Kamus besar bahasa Indonesia menjelaskan bahwa arti “media” yaitu alat atau sarana komunikasi, seperti Koran, majalah,radio, televisI, film, poster dan spanduk kemudian (media massa) merupakan sarana dan saluran resmi sebagai alat komunakasi untuk menyebarkan berita dan pesan kepada masyarakat luas.
BUdaya, kebiasaan masyarakat tertentu seperti halnya dengan adat istiadat yang di pegang oleh sekelompok suku, agama atau ras. Dimana memiliki banyak perbedaan pandangan terhadap hal yang baru seperti yang saat ini terjadi dengan media sosial yang tinggi dan perlahan meningkat dibandingkan dengan penahanan budaya tertentu.
Media sosial kini tidak dapat di tanggulangi penyebaran informasi hoax yang dapat menghancurkan suatu kepercayaan kepada media dan orang yang bersangkutan.
Media kini terbuka bebas untuk para masyarakat sehingga segala informasi dengan cepat berada pada genggaman para pecandu sosial media di dunia ini.
Media juga menjadi komsumsi keseharian para pecandu informasi sehingga tak heran jika tak dapat lagi membedakan manipulasi dengan fakta yang terdapat pada sebuah informasi yang tersebar ke hadapan para penggenggam informasi.
Media dan budaya kini dapat menjadi rekan yang bertolak belakang pada jaman modernisasi atau bahkan dapat bekerja sama dengan membangun kebudayaan dan media.
Media kini tak pernah berhenti menciptakan hal-hal yang menarik dan menggiurkan bagi para masyarkat pengkomsumsi informasi.

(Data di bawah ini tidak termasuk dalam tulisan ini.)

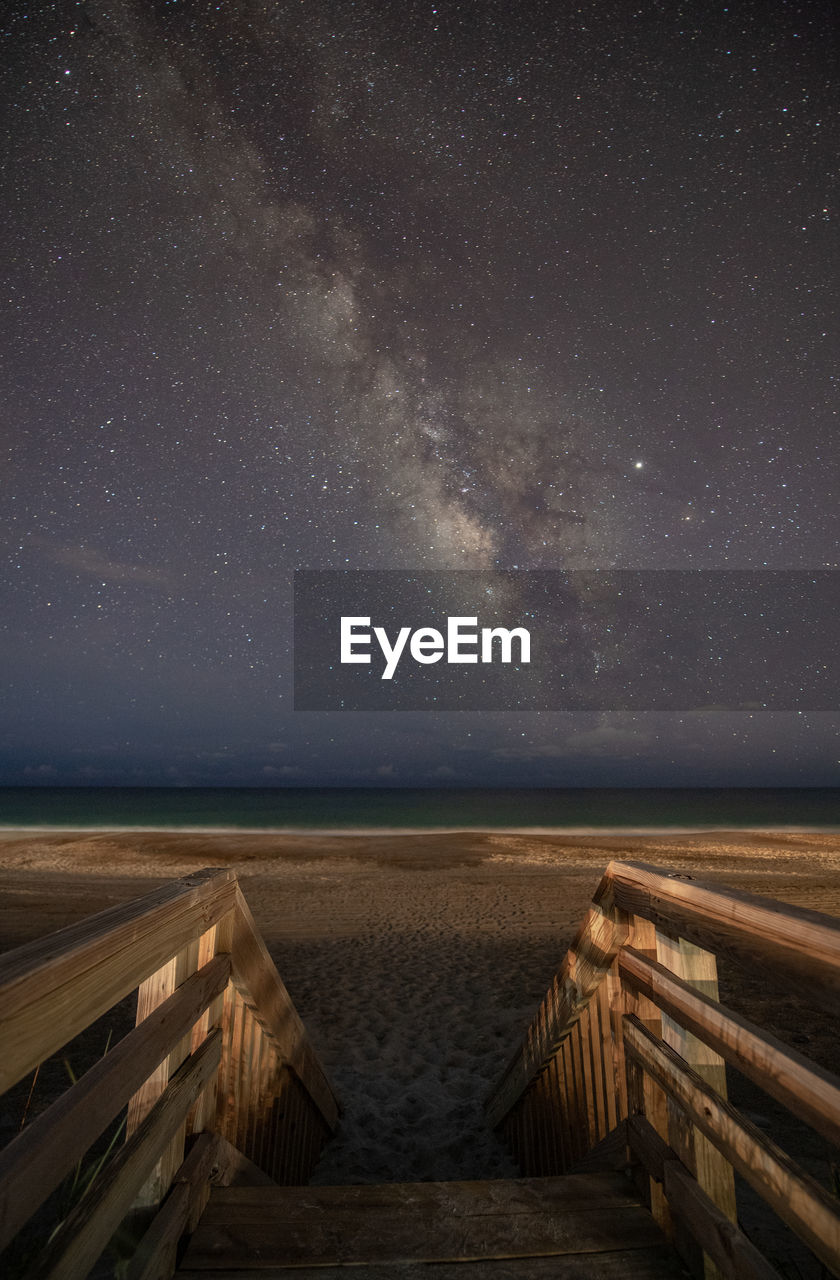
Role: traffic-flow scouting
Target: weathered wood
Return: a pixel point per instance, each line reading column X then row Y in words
column 711, row 1169
column 423, row 1221
column 150, row 995
column 587, row 960
column 204, row 1111
column 734, row 1255
column 53, row 988
column 653, row 1262
column 807, row 1089
column 210, row 1161
column 33, row 1164
column 806, row 1206
column 644, row 1095
column 255, row 974
column 731, row 1252
column 87, row 1229
column 802, row 947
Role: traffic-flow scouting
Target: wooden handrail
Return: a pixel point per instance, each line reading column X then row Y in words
column 631, row 1032
column 759, row 933
column 218, row 1050
column 53, row 988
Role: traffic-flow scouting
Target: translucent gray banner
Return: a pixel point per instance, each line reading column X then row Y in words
column 579, row 640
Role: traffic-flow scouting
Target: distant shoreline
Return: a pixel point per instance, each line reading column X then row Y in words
column 355, row 832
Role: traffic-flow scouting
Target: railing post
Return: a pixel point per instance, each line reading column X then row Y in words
column 712, row 1170
column 644, row 1096
column 150, row 995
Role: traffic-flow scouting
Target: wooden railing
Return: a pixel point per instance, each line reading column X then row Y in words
column 631, row 1032
column 218, row 1050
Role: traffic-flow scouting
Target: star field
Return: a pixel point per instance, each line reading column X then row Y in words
column 400, row 286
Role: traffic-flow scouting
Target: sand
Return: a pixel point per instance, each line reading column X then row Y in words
column 418, row 960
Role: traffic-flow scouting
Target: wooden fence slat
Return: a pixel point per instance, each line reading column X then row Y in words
column 711, row 1169
column 733, row 1255
column 807, row 1089
column 87, row 1229
column 256, row 976
column 721, row 1239
column 587, row 960
column 53, row 988
column 806, row 1206
column 33, row 1162
column 800, row 946
column 154, row 1257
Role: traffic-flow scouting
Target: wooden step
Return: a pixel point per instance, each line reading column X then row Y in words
column 581, row 1226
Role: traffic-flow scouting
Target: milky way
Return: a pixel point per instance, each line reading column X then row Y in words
column 395, row 284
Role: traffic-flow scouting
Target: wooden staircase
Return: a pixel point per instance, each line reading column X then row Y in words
column 226, row 1106
column 584, row 1226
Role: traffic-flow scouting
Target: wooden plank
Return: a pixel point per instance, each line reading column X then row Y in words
column 423, row 1221
column 202, row 1115
column 807, row 1089
column 713, row 1173
column 587, row 960
column 211, row 1159
column 653, row 1262
column 159, row 1180
column 607, row 1055
column 807, row 1207
column 87, row 1229
column 53, row 988
column 717, row 1235
column 734, row 1256
column 156, row 1256
column 33, row 1162
column 255, row 974
column 798, row 945
column 648, row 1097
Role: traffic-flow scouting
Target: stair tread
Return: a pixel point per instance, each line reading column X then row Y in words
column 593, row 1221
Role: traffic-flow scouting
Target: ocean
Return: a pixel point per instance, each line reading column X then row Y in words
column 309, row 809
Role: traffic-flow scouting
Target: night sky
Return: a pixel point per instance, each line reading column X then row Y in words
column 400, row 286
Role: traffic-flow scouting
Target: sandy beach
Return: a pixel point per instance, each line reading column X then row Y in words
column 418, row 960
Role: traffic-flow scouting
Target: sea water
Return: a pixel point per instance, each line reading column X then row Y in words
column 310, row 809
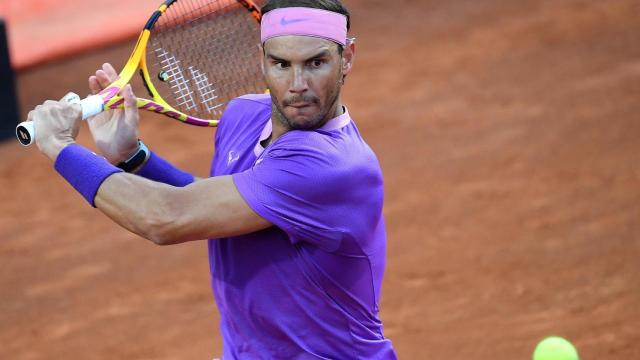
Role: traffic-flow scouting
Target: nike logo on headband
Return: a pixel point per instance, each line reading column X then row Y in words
column 285, row 22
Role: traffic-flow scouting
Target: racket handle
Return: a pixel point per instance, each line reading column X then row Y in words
column 91, row 105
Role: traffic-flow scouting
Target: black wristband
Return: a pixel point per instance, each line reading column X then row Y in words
column 136, row 159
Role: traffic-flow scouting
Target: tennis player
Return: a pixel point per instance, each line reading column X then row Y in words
column 293, row 207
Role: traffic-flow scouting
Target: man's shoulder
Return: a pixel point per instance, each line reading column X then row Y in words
column 257, row 100
column 244, row 110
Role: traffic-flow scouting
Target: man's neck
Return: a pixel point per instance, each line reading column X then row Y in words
column 279, row 128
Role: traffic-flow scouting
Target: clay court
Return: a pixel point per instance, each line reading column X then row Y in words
column 508, row 133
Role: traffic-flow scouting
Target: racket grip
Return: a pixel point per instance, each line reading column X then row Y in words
column 91, row 105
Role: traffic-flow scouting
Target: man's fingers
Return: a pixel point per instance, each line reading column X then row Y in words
column 129, row 97
column 130, row 108
column 93, row 85
column 103, row 79
column 110, row 71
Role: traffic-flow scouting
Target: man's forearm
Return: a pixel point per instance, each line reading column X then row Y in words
column 164, row 214
column 139, row 205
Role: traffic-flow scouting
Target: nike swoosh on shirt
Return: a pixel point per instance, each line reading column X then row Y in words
column 285, row 22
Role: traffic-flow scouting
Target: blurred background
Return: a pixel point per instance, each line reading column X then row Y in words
column 508, row 133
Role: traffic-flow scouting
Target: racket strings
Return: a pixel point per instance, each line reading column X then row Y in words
column 204, row 53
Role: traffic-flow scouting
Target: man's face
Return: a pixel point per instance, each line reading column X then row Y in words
column 304, row 75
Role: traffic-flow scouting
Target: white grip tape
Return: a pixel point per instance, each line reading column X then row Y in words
column 91, row 105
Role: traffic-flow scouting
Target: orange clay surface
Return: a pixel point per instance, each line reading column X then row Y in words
column 509, row 136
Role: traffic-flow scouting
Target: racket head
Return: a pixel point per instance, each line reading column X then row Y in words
column 199, row 56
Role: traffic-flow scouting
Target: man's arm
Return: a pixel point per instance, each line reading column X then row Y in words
column 209, row 208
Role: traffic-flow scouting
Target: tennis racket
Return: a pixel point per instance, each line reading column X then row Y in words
column 193, row 57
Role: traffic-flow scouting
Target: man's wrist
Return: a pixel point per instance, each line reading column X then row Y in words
column 136, row 159
column 55, row 147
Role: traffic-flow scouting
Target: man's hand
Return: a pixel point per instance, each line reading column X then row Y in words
column 57, row 124
column 114, row 131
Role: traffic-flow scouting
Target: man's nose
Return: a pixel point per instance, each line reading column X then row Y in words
column 299, row 81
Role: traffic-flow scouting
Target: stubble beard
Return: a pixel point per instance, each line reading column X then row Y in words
column 314, row 123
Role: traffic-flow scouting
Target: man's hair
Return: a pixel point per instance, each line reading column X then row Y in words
column 330, row 5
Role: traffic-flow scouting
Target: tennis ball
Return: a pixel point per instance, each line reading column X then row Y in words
column 555, row 348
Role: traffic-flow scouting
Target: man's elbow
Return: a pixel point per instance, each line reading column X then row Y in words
column 161, row 229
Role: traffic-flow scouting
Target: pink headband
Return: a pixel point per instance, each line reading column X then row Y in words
column 305, row 22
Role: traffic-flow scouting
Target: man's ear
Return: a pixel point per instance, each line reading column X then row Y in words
column 348, row 56
column 262, row 58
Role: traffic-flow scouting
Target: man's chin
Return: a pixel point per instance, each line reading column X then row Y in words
column 303, row 118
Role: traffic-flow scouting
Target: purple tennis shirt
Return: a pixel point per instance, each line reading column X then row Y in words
column 308, row 287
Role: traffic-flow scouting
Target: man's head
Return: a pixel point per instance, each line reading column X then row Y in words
column 306, row 58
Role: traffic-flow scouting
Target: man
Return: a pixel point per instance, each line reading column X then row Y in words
column 293, row 207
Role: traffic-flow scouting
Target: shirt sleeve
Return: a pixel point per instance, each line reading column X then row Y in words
column 305, row 192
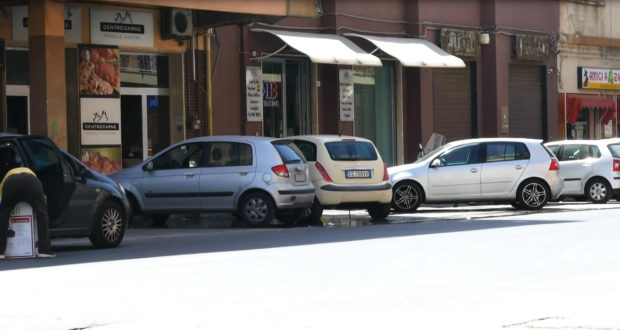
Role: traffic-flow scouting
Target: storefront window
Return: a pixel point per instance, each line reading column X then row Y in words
column 374, row 108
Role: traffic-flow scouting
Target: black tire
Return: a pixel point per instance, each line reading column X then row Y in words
column 379, row 212
column 406, row 196
column 159, row 220
column 532, row 195
column 109, row 226
column 292, row 217
column 257, row 209
column 314, row 213
column 598, row 191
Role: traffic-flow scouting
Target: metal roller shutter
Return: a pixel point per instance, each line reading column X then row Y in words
column 525, row 104
column 452, row 114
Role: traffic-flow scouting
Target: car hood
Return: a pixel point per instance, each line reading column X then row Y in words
column 131, row 172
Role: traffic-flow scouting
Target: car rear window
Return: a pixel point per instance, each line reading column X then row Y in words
column 615, row 150
column 351, row 150
column 289, row 152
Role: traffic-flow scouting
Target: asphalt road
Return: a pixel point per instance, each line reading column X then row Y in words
column 472, row 267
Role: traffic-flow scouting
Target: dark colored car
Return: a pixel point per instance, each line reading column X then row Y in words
column 80, row 202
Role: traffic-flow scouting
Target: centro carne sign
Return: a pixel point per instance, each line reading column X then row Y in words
column 593, row 78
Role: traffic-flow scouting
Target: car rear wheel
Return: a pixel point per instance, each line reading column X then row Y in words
column 598, row 191
column 380, row 211
column 314, row 213
column 109, row 226
column 406, row 196
column 257, row 209
column 532, row 195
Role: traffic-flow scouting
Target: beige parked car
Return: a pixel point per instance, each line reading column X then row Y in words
column 347, row 173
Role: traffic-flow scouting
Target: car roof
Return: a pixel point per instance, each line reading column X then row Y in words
column 327, row 137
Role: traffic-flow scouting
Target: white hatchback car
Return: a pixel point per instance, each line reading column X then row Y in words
column 347, row 173
column 520, row 171
column 589, row 168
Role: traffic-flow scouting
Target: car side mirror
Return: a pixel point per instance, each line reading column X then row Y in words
column 148, row 166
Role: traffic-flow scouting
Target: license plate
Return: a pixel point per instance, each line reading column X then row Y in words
column 356, row 174
column 300, row 177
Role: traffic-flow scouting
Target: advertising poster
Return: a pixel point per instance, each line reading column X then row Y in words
column 103, row 159
column 99, row 71
column 100, row 107
column 346, row 95
column 254, row 93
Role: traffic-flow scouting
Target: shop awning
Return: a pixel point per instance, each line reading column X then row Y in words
column 326, row 48
column 413, row 51
column 576, row 103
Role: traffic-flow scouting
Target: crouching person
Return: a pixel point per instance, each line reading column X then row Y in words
column 20, row 184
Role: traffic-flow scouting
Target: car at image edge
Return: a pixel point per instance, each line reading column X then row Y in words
column 589, row 168
column 522, row 172
column 255, row 178
column 80, row 202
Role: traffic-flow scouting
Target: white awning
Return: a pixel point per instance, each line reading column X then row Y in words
column 414, row 52
column 326, row 48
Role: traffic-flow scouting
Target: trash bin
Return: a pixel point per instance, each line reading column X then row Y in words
column 22, row 234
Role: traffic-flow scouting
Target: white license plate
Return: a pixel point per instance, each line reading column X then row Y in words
column 300, row 177
column 356, row 174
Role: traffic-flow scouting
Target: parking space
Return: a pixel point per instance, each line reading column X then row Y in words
column 427, row 212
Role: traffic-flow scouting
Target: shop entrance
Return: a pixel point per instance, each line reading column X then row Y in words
column 145, row 123
column 285, row 98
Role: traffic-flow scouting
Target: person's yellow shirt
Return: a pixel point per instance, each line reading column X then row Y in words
column 16, row 170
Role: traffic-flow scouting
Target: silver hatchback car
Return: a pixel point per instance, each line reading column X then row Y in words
column 256, row 178
column 520, row 171
column 589, row 168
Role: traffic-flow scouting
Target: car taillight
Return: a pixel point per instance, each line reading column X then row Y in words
column 555, row 165
column 386, row 177
column 280, row 170
column 323, row 172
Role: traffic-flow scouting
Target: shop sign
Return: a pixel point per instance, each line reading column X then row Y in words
column 529, row 47
column 591, row 78
column 347, row 96
column 100, row 107
column 127, row 28
column 460, row 43
column 73, row 23
column 253, row 93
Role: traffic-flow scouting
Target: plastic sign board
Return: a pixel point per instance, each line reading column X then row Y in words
column 22, row 233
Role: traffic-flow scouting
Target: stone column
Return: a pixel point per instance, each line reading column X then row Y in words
column 48, row 94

Sedangkan kebudayaan adalah tradisi yang menetap dari dulu hingga sampai sekarang yang tidak mudah untuk menerima suatu perubahan dalam kebiasaan yang biasa dilakukan dalam masyrakat berbudaya.
Media, salah satunya adalah televisi (tv) yang kini perkembangannya semakin pesat, tak jarang jika seluruh rumah yang ada pada daftar penduduk Indonesia memilikinya, bahkan di seluruh dunia tv adalah tontonan terbesar yang memiliki banyak siaran dan memiliki makna dalam sebuah siaran yang ada pada televisi.
Manipulasi media, hal yang sering terdapat kesalahan pada suatu kasus atau produksi media yang di siarkan tv, radio dan lainya seperti acara film, sebuah tayangan yang dapat membawa suasana baru dan menggiurkan bagi penonton, tetapi adapun yang dapat mengganggu kenyaman masyarakat dengan opini yang dibuat pada media.
Reproduksi, proses perubahan seperti budaya, yang semakin lama mengalami sebuah perubahan dan hal-hal baru adapula yang tidak menerima perubahan pada kebiasaan yang dilakukan dengan adanya kebebasan pers.
Jadi sebagai orang yang berbudaya dan pengkomsumsi social media dapat menanggulangi segala informasi tentang fakta yang terdapat didalmnya seperti hanya dengan hoax dalam sebuah inforasi berbudaya dan media.